OPiCitations
mathématique
Il faudrait absolument que la pédagogie soit centrée sur cet objectif : faire naître chez les enfants, les adolescents, et finalement chez tout le monde, le sentiment que ce qui est extraordinaire en mathématiques, c’est que, de façon parfois surprenante et imprévue, on résout des énigmes dont l’énoncé est tout à fait clair et précis, mais qui cependant sont de vraies énigmes.
mathématique
Il y a des structures qui se retrouvent dans tout ce qui existe. L’étude de ces structures en tant que telles, des possibilités structurales, est précisément l’enjeu des mathématiques.
[…]
[…] il y a un « contenu » réel de la pensée mathématique. Il ne s’agit ni d’un jeu de langage – même si des formalismes complexes sont requis –, ni d’une dépendance de la pure logique. […] la majorité des mathématiciens sont « platoniciens ». Ils ne croient pas à la deuxième thèse, celle du jeu de langage, du formalisme intégral, qui est en vérité une thèse de provenance plutôt philosophique. Ils croient que les objets ou structures mathématisables « existent » en un certain sens. Pourquoi cette conviction ? Certainement parce qu’ils ont trop d’expérience que « quelque chose » résiste lorsqu’on fait des mathématiques, qu’on se frotte à une réalité difficile, rebelle. Mais alors, qu’est-ce qui résiste ? […] le mathématicien […] a l’impression que le chemin qui conduit à la solution d’un problème […] est un chemin qui fait toucher un réel, qui est doté d’une sorte de complexité intrinsèque. La nature exacte de ce réel, c’est une autre discussion. Mais en tout cas on a le sentiment de toucher une réalité extérieure, au sens où elle n’est pas une simple fabrication de l’esprit. Sans cela, on ne comprend pas l’énorme difficulté et la résistance extraordinaire qu’on rencontre pour démontrer y compris certaines propriétés qui ont tout à fait l’apparence d’être élémentaires. […] Comment ne pas être convaincu que l’infinité des nombres naturels « existe », en un sens qu’il conviendrait d’éclaircir ?
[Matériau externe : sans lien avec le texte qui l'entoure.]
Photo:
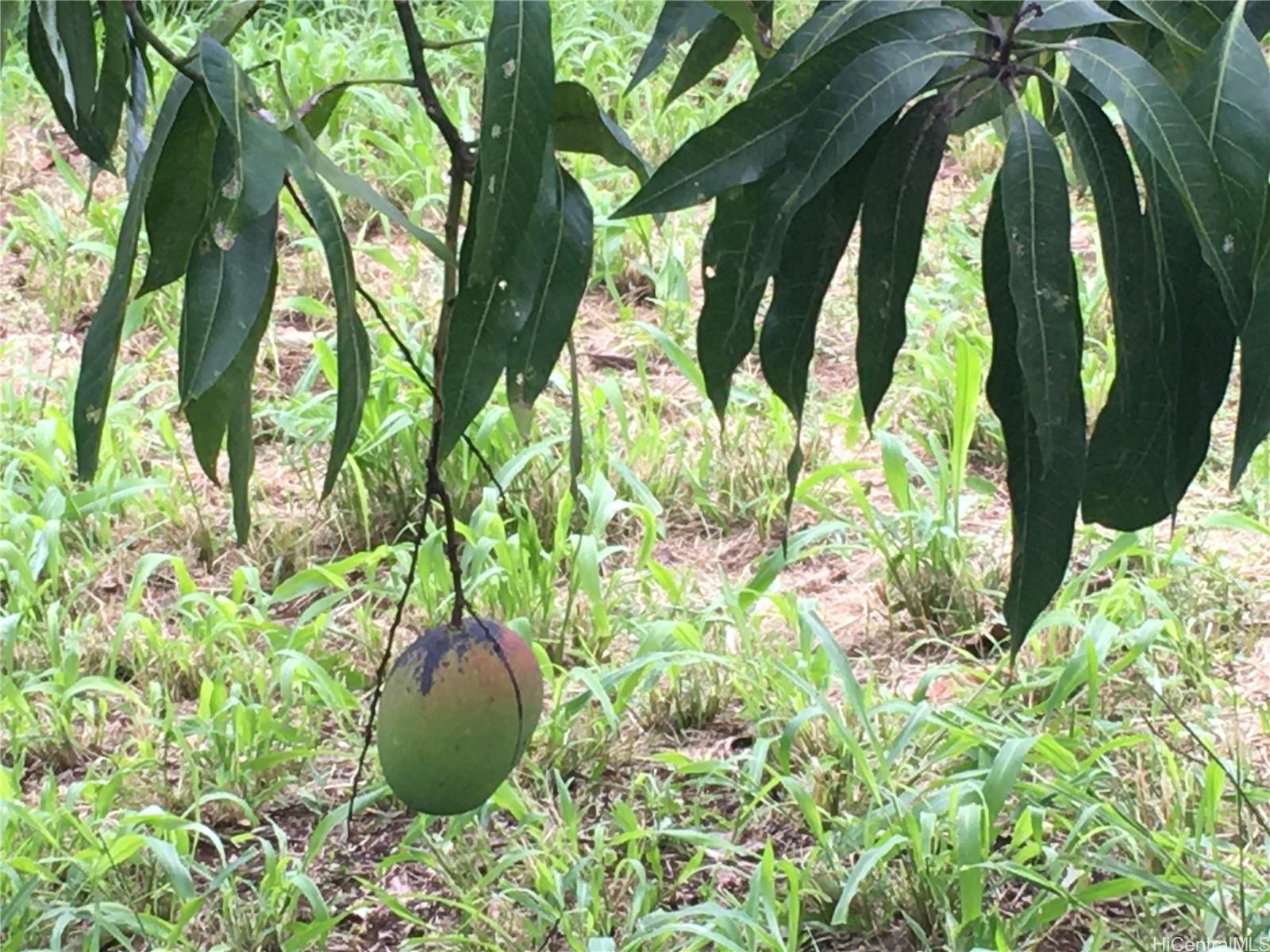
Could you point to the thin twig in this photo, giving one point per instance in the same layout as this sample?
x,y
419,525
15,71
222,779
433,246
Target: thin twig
x,y
461,167
423,378
143,29
1231,776
368,727
460,150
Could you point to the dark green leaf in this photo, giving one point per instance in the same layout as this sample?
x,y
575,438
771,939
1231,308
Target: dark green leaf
x,y
487,317
516,118
837,124
1066,16
1257,14
1130,460
982,101
753,137
710,48
52,67
725,329
1043,498
262,150
825,25
813,248
567,266
209,414
352,346
8,22
1189,25
241,451
1191,301
891,239
181,194
1254,420
360,188
578,125
73,40
112,86
102,343
317,111
1038,225
746,16
1155,113
679,22
224,290
1230,97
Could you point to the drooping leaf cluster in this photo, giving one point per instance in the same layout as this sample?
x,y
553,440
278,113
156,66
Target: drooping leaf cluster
x,y
207,196
848,125
1162,107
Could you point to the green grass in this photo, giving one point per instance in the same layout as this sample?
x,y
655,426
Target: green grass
x,y
743,748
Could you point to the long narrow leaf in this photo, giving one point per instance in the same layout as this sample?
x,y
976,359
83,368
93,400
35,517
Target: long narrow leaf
x,y
1043,499
516,120
1168,131
1130,459
352,346
891,238
755,136
567,266
837,124
1038,221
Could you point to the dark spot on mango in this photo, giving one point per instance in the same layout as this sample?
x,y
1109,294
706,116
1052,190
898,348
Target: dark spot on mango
x,y
457,712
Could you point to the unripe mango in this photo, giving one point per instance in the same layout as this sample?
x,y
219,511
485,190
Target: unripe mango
x,y
456,715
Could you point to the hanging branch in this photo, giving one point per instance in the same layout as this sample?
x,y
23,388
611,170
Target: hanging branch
x,y
461,167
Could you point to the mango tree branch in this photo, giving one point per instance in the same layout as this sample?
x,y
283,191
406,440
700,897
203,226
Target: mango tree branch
x,y
143,29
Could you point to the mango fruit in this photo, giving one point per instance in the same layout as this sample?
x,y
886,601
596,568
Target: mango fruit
x,y
457,711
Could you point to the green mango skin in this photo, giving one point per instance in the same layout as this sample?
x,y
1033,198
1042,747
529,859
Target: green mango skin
x,y
457,712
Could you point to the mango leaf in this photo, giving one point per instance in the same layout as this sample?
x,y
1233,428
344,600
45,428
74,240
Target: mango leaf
x,y
753,137
224,290
567,266
356,187
1043,498
1254,419
679,22
318,109
578,125
891,238
1168,131
710,48
1066,16
837,124
112,84
260,149
1191,25
725,328
102,342
352,346
1130,457
746,17
181,194
826,25
1229,94
810,259
63,54
8,21
982,101
1191,301
516,120
1038,222
487,317
226,406
1257,14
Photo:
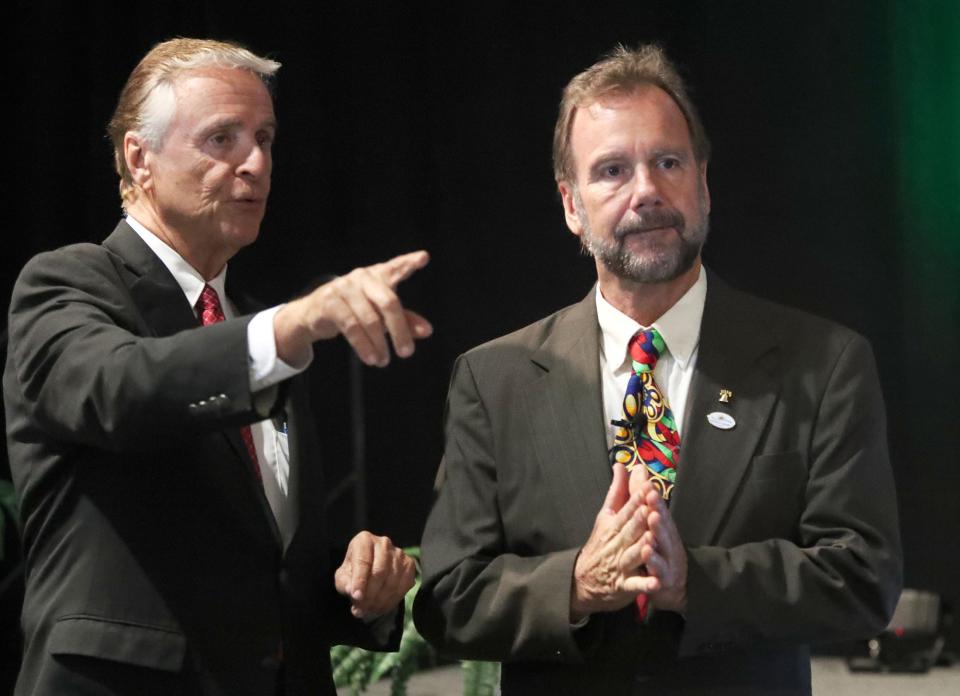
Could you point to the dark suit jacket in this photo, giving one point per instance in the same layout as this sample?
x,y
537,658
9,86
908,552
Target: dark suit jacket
x,y
789,519
154,564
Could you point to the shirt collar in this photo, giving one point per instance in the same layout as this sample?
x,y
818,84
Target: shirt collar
x,y
187,277
679,326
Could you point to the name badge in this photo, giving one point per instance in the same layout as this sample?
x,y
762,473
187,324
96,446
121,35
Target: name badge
x,y
721,420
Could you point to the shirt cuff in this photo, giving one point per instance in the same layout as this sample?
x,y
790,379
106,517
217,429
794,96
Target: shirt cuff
x,y
266,369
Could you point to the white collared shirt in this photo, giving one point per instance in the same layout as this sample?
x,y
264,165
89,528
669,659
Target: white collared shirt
x,y
266,371
680,328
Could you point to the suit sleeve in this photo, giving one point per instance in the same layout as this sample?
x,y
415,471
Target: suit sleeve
x,y
88,372
841,576
477,601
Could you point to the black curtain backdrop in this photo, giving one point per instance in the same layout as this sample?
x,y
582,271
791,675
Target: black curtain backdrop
x,y
420,125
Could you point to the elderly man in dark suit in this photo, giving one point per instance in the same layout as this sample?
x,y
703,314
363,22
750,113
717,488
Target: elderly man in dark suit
x,y
159,437
749,509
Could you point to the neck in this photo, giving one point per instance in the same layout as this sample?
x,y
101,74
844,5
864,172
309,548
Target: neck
x,y
207,260
645,302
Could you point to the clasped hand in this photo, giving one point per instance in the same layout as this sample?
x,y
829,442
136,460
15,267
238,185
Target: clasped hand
x,y
634,548
375,575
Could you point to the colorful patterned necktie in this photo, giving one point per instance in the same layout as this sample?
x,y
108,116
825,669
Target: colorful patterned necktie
x,y
647,434
210,311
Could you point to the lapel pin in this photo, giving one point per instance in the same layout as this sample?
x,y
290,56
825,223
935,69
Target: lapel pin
x,y
721,420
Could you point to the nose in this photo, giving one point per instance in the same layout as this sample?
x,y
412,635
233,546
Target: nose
x,y
645,193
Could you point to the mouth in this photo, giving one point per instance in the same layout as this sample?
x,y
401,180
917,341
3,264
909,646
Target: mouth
x,y
620,236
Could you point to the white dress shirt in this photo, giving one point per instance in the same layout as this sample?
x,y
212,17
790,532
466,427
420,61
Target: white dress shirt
x,y
266,371
680,328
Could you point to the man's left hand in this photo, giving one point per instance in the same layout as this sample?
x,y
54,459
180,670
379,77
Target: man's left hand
x,y
375,575
661,550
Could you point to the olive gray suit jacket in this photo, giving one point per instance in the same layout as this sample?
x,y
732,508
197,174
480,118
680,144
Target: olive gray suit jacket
x,y
153,561
789,519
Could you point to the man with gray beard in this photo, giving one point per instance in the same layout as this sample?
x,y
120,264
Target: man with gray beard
x,y
669,487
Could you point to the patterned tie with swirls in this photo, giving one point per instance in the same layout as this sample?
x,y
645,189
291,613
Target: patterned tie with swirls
x,y
647,434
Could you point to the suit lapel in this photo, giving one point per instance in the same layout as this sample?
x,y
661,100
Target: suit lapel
x,y
736,354
565,409
165,311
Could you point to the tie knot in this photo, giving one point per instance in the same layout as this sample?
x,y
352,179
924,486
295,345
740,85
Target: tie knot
x,y
645,348
208,306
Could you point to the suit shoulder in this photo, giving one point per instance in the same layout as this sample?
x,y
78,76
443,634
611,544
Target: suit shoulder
x,y
526,339
68,260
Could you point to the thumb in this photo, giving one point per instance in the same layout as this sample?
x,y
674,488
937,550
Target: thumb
x,y
619,492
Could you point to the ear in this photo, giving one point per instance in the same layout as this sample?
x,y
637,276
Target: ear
x,y
569,207
704,187
135,154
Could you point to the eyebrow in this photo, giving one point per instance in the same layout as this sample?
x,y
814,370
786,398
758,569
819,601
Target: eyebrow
x,y
234,123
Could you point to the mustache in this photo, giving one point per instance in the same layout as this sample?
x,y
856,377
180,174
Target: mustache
x,y
650,219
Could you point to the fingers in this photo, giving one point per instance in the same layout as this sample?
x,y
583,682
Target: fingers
x,y
379,574
360,553
639,481
399,268
396,583
370,309
618,493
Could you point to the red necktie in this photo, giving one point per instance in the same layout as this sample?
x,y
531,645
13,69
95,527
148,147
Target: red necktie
x,y
210,311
Ma conclusion, proprement philosophique, c’est que, en réalité, les mathématiques sont tout simplement la science de l’être en tant qu’être, c’est-à-dire ce que les philosophes appellent classiquement l’ontologie. Les mathématiques, c’est la science de l’ensemble de ce qui est, saisi à son niveau absolument formel ; et c’est la raison pour laquelle des inventions paradoxales des mathématiques peuvent se retrouver récupérées dans l’investigation physique. […] Si l’on veut savoir, à propos de ce qui est, ce que veut dire penser uniquement son être (c’est-à-dire non pas le fait que c’est un arbre, une mare, un homme, mais le fait que ça est), le seul moyen de le faire, c’est évidemment de penser des structures purement formelles, autrement dit indéterminées quant à leurs caractéristiques matérielles. Et la science de ces structures indéterminées quant à leur caractéristiques matérielles, ce sont les mathématiques. Ce sont même les mathématiques qui ont inventé des formes, comme les nombres imaginaires, avant qu’on sache, et même qu’on puisse imaginer, qu’elles étaient en effet réalisées ou réalisables quelque part.
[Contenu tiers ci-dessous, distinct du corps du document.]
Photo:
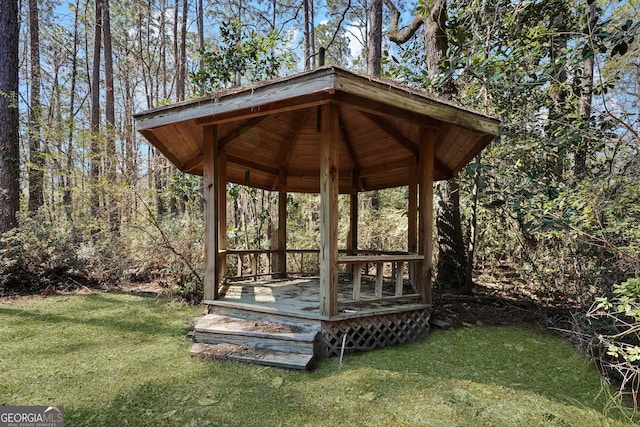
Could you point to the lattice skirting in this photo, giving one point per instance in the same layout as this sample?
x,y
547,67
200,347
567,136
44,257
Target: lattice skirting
x,y
366,333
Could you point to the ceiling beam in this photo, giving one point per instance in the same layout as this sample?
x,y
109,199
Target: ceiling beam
x,y
392,132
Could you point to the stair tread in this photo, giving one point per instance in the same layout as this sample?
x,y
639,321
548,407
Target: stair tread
x,y
220,324
243,354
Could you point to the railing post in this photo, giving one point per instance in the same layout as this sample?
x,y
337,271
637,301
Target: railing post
x,y
357,272
399,279
379,277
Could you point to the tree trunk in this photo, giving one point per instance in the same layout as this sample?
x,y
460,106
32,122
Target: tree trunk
x,y
374,42
36,158
67,201
452,259
307,36
9,142
110,116
586,96
95,155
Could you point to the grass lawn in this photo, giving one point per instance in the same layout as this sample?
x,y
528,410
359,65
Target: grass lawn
x,y
115,360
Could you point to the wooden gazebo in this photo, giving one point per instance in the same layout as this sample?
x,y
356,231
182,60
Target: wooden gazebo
x,y
332,132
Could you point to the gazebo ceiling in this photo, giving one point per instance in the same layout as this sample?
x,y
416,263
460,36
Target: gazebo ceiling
x,y
271,129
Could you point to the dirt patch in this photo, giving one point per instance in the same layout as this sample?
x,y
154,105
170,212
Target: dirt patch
x,y
491,305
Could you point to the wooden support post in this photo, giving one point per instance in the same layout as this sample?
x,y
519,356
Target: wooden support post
x,y
211,169
399,278
412,219
352,244
379,277
357,272
329,180
427,143
254,265
282,225
222,216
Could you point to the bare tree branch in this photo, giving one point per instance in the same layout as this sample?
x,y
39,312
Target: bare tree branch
x,y
402,36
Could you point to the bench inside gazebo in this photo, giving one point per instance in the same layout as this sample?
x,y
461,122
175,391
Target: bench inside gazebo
x,y
327,131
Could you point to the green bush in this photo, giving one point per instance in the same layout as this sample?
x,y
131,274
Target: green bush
x,y
610,332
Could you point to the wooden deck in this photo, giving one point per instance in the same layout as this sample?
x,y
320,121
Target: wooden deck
x,y
277,322
300,297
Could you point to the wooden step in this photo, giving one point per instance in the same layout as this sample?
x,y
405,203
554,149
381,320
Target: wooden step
x,y
286,319
245,354
261,334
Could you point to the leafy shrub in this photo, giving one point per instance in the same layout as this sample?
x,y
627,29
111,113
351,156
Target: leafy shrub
x,y
610,332
40,253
[…] Dans ce cas, la mathématique, c’est à l’évidence l’invention anticipée, au niveau de l’être pur, d’un certain nombre de dispositifs formels qui vont s’avérer plus tard, selon le devenir hasardeux et complexe des sciences de la nature, réalisés dans des modèles matériels pertinents. Ça aussi c’est une preuve, à mes yeux, que la mathématique touche un réel, mais à un niveau qui n’est pas expérimental, puisqu’il est présupposé dans toute expérience. On voit très bien qu’Apollonius de Perge a pensé ce qu’était l’être en tant qu’être d’une orbite de planète, sans pour autant savoir à l’époque qu’il s’agissait de cela. C’est pourquoi je rejette la théorie selon laquelle les mathématiques dérivent de l’expérience sensible. C’est l’inverse : le réel de l’expérience sensible n’est pensable que parce que le formalisme mathématique pense « à l’avance » les formes possibles de tout ce qui est. […] Voilà selon moi ce qui élucide la question mystérieuse du rapport entre les sciences formelles que sont les mathématiques et les sciences expérimentales comme la physique.
[…]
Je ne soutiens pas que les mathématiques ont « besoin » que les formes structurales qu’elles étudient soient un jour validées par l’expérience. Ma formule est : les mathématiques sont l’ontologie, c’est-à-dire l’étude indépendante des formes possibles du multiple en tant que tel, de tout multiple, et donc de tout ce qui est – car tout ce qui est, est en tout cas une multiplicité. […] les « idéalités » dont vous [Gilles Haéri] parlez sont en réalité des formes possibles de ce qui est, en tant qu’il est, et n’ont pas besoin d’être expérimentées en tant que pures formes pour être connues, c’est-à-dire pensées, par les mathématiciens. Cela dit, il peut y avoir une inspiration inverse. Le cas le plus clair est celui du calcul différentiel. […] Mais dès que ce continent prend sa forme purement mathématique, il se développe selon les lois propres de l’ontologie, lesquelles sont axiomatiques et démonstratives, mais nullement expérimentales. […]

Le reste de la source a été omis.